Was wird behandelt
Die menschliche Seele
„Nur ein Mensch, der Schmerz und Freude gleichermaßen annimmt, kann glücklich sein.“ (1)

Über die Gefühle ist es wichtig Folgendes zu wissen:
- Es gibt sie nicht selektiert, das bedeutet, wenn ich keinen Schmerz oder keine Trauer oder keine Wut fühlen will, werde ich auch meine Freude und Liebesfähigkeit mit in den Käfig sperren müssen.
- Gefühle als solche sind keine lebensbedrohliche Krankheit, eher eine vom Aussterben bedrohte Spezies, die es gilt zu erhalten.
- Die Bereitwilligkeit, Gefühle zu fühlen, ist ein Gang auf Messers Schneide: sie können unterdrückt werden, oder ausgelebt und verstärkt werden, je durch Gedanken, Geschichten, Bilder und Handlungen. Beides führt nicht zum Ziel.
- Auf „Messers Schneide“ bleibend sind Gefühle endlich bis flüchtig.
Diese Behauptungen gilt es im Rahmen der Therapie für Sie zu erläutern, sie tiefer zu verstehen und sie zu überprüfen! Sie sind jedoch grundlegend für die weiteren Ausführungen.
Angst als Krankheit
Im Grunde ist also auch die Angst ein notwendiges sinnvolles Gefühl. Sie hilft dem Menschen, Gefahren zu erkennen. „Von den Menschen, die keine Angst gehabt haben [vor dem Säbelzahntiger] stammen wir nicht ab.“ (Prof. M. Spitzer)
Wie also kann Angst eine Krankheit werden? Wie kann die Angstkrankheit erkannt und „behandelt“ werden?
Die Symptome
Oft versteckt sich die Angst hinter verschiedenen körperlichen Symptomen. Sie sind eigentlich alle im Volksmund bekannt: Angstschweiß, Durchfall, das Gefühl, das Herz bliebe stehen, Übelkeit, Harndrang, innere Unruhe, Lähmungsgefühle, Angst keine Luft zu bekommen, Schwindel u.s.w.. Diese Symptome können so in den Vordergrund treten, dass sie zur Befürchtung einer körperlichen Erkrankung und damit zu einer umfangreichen körperlichen Diagnostik führen.
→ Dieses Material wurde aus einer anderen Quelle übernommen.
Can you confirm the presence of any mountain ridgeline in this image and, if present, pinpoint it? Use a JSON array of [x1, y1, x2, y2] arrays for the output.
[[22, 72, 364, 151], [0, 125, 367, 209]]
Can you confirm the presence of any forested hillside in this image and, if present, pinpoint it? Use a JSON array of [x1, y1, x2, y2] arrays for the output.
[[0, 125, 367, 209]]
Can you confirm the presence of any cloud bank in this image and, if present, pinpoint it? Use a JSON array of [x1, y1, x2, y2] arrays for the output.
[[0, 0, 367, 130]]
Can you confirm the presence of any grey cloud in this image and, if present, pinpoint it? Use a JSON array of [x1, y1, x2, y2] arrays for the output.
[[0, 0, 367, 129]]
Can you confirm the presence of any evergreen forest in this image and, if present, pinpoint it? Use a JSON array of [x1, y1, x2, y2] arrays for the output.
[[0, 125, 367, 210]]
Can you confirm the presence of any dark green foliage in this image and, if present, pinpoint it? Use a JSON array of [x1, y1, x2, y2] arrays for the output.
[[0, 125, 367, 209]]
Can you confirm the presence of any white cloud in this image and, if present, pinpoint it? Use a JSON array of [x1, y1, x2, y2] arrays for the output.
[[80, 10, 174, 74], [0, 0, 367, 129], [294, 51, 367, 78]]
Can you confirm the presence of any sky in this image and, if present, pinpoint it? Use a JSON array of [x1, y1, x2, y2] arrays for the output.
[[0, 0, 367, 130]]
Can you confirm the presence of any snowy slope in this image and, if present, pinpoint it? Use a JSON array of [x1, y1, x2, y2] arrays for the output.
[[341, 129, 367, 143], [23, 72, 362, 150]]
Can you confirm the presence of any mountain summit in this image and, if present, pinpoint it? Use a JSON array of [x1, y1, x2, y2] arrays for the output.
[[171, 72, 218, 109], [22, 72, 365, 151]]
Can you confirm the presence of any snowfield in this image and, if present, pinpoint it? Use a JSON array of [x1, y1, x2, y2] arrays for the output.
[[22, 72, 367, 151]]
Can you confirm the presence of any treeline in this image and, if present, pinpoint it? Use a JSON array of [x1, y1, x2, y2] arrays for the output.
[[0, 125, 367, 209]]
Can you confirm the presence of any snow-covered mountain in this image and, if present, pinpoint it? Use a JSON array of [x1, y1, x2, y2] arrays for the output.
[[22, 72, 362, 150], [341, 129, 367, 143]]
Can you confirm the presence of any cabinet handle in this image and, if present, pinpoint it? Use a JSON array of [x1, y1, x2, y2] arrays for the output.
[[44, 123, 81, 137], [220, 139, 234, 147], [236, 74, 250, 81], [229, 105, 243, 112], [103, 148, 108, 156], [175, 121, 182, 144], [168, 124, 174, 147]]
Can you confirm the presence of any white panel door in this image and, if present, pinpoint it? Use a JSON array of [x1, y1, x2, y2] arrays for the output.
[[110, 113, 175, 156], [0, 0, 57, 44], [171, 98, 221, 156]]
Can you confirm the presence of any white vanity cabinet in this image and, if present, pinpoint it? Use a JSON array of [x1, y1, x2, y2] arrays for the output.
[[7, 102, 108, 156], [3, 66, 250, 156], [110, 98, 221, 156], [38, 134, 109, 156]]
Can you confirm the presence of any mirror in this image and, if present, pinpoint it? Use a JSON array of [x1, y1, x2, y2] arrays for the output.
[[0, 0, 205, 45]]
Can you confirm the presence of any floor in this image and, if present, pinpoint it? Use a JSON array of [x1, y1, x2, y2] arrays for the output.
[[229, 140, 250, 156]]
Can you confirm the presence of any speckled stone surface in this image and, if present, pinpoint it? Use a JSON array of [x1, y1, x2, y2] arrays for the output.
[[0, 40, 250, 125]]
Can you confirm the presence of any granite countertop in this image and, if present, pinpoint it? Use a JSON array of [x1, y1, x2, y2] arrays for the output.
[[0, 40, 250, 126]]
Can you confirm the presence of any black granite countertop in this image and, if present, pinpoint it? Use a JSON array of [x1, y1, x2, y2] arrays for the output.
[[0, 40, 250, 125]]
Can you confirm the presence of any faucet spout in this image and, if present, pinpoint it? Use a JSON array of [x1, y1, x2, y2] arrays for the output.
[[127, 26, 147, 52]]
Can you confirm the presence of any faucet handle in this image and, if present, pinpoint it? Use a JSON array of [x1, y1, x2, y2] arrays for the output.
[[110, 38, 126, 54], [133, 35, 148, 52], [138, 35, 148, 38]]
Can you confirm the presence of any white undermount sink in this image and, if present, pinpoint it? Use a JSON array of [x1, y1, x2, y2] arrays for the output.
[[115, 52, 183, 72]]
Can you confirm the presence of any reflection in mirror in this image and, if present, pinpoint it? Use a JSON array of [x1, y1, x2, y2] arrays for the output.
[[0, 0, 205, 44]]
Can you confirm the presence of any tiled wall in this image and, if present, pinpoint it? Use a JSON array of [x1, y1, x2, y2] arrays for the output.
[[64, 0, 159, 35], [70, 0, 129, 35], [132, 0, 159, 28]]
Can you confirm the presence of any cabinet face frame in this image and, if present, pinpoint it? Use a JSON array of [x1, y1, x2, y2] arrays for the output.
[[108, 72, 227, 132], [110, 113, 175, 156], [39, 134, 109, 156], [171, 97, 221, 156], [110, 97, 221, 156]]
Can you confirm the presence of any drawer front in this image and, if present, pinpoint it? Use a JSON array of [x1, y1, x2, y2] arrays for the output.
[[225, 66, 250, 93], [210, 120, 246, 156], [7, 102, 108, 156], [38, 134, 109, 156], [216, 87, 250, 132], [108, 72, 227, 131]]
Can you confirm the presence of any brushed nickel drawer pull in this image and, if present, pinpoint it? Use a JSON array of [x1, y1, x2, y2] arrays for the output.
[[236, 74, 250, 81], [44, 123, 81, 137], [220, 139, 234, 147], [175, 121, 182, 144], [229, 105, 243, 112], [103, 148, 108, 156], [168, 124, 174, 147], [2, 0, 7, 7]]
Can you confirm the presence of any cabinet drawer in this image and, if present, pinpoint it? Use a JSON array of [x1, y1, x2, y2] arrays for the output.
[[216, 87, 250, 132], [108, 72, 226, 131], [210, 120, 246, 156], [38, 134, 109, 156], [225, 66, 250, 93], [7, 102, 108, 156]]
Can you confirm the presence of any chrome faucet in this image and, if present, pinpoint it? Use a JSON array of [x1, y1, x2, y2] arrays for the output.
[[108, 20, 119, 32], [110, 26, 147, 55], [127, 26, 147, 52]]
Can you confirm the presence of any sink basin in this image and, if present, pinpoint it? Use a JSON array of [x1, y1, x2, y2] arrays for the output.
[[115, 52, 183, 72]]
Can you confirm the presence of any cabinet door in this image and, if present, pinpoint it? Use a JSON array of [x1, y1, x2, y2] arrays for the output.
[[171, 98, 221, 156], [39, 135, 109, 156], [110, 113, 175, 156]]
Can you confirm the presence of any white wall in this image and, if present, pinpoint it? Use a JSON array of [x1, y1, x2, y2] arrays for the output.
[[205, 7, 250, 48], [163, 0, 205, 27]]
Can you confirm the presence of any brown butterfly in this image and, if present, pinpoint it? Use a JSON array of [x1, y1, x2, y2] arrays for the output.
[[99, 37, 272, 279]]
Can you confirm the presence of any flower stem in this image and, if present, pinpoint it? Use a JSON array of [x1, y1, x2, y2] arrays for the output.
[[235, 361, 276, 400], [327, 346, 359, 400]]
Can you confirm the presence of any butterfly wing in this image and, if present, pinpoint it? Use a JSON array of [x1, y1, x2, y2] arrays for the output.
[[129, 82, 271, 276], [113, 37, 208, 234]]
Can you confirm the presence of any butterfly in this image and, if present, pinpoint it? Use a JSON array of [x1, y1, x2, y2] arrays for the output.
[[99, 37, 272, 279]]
Die Angst ist oft so gut getarnt, dass es eine Weile dauern kann, bis die Symptome als Angsterkrankung erkannt worden sind. Manchmal hilft erst die Schilderung eines Angstanfalls von einem anderen Betroffenen, um zu erkennen: „Ja, das ist es, was ich auch habe.“ Nicht wenige Menschen neigen dazu, mittels Alkohol und Zigaretten zu versuchen, die Angst los zu werden.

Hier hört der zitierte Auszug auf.